The paper addresses a central topic of a long line of recent works on distributed parameter estimation. The distinguishing feature here is to have as few parametric assumptions on the underlying distribution as possible.
1. In the case when no assumption at all is made on the underlying distribution (other than the alphabet size), the main result is to show that essentially nothing better can be achieved than when all nodes communicate their raw samples (noninteractively) to the central observer. The upper bound is hence trivial and doesnt take much to analyze. The key innovation is in the lower bound where the authors consider a specific near-uniform distribution (where neighboring letters have probabilities that are parametrically (\delta_i in the notation of the paper) close to each other). Then the authors show that any (interactive) protocol allows the central observer to learn these \delta_i parameters and which itself is tantamount to learning the sample itself. The key calculation is to bound the mutual information between the transcripts and the \delta_i parameters which is then fed into a standard hypothesis testing framework (Fano's inequality). Although this machinery is standard, I found the setup of the hypothesis test creative and interesting and novel. Overall, this part of the paper is of fundamental interest (no assumptions at all on the underlying hypothesis) and nicely carried out.
2. I am less sure about the two `structured' settings considered in this paper: k-histograms and monotone pmfs. I can imagine monotone pmfs coming up in some application domain, but far less sure about why k-histograms makes sense. The main challenging aspect of this setting is that only k intervals are allowed, but their position is arbitrary. I understand the formulation makes for pretty math (and fits in nicely with a bunch of existing literature), but cannot see any canonical/practical setting where allowing this flexibility makes sense. I would appreciate it if the authors can elaborate on this point in the rebuttal stage.

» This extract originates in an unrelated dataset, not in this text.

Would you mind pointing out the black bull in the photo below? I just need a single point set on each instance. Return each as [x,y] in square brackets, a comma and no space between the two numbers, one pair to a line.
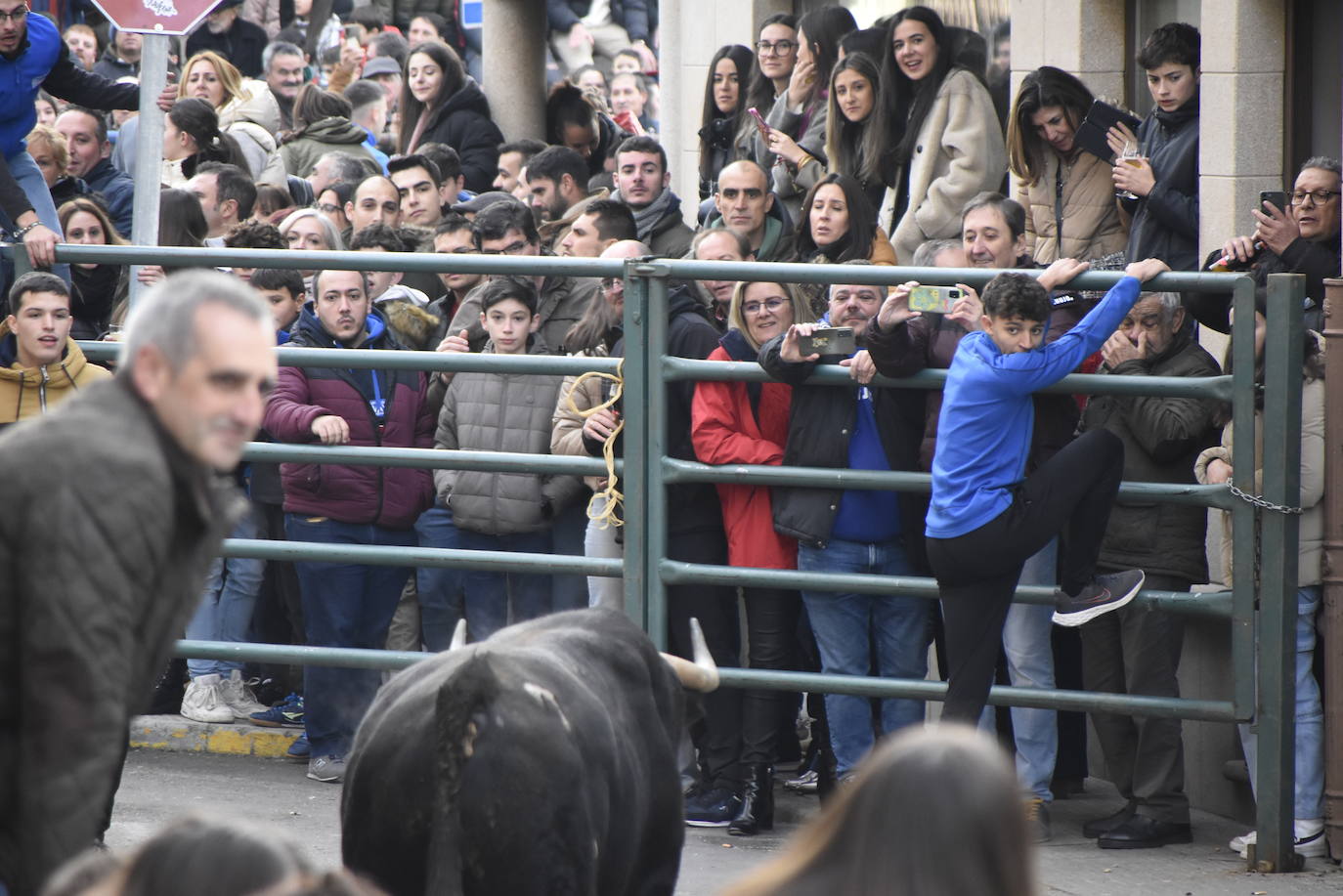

3. In the context of the last sentence of the previous comment, I would also like to see some discussion by authors on any practical implications of this work. For instance the authors mention that the problem is very well motivated and cite some works from the literature [44, 40, 30, 54, 47]. Of these, I would guess that  is the only recent practical work (the others are either more than a decade old or also correspond to an already stylized setting) -- on this topic, can the authors please fix the reference  so that it includes its title? I would like to see concrete settings where the structured settings are motivated properly and the authors actually try out their algorithms (along with competing baselines) in that setting. In the context of this paper, I would like to see a (brief) discussion of how the settings might be related to the distributed computing revolution underlying modern data centers. Most NIPS papers have a section where they discuss their algorithms in the context of some concrete practical setting and report empirical results.

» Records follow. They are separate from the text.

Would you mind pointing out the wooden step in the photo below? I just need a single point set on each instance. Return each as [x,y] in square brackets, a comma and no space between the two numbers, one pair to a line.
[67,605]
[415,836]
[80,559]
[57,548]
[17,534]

3. The schemes proposed in the two structured settings are more sophisticated than the baseline one (where the nodes simply communicate their samples directly), but are directly motivated from their centralized counterparts. In particular, the k-histogram setting uses ideas from  and approximation in the \A_k norm and the monotone setting from the classical work of Birge. Overall, the proofs are correct and represent a reasonable innovation over a long line of work on this topic.
Summary: I recommend this submission as far better suited to COLT or even SODA.

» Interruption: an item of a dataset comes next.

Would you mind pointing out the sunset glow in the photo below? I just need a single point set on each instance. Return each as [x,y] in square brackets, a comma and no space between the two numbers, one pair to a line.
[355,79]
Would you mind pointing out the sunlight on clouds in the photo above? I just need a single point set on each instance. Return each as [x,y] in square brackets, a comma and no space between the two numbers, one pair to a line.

This paper considers the problem of learning a discrete distribution in the distributed model. The samples from the distribution is partitioned into a number of machines, and the goal is to efficiently communicate to a central server that will learn the distribution. They show that if the distribution is unstructured, the naive protocol (of each machine just sending over its entire sample) is the best one can do. On the other hand, the authors consider certain families of structured distributions where it is possible to non-trivially improve upon this naive strategy.
The paper is very well written. In particular, I commend the authors' simplified theorem statements in the main text, while leaving more precise versions to the appendices. The proof sketches in the main text are illuminating and sufficient to understand the ideas.
There are significant gaps in the upper and lower bounds in Theorems 2.2, 2.3, and 2.4, especially in terms of epsilon. The authors should explain this, preferably right after the theorem statements. Its not clear to me if these are inevitable or if they are simply artifacts of the analysis.
That said, this is a solid submission, and I recommend its acceptance.
- The sentence starting in Line 139 is incomplete.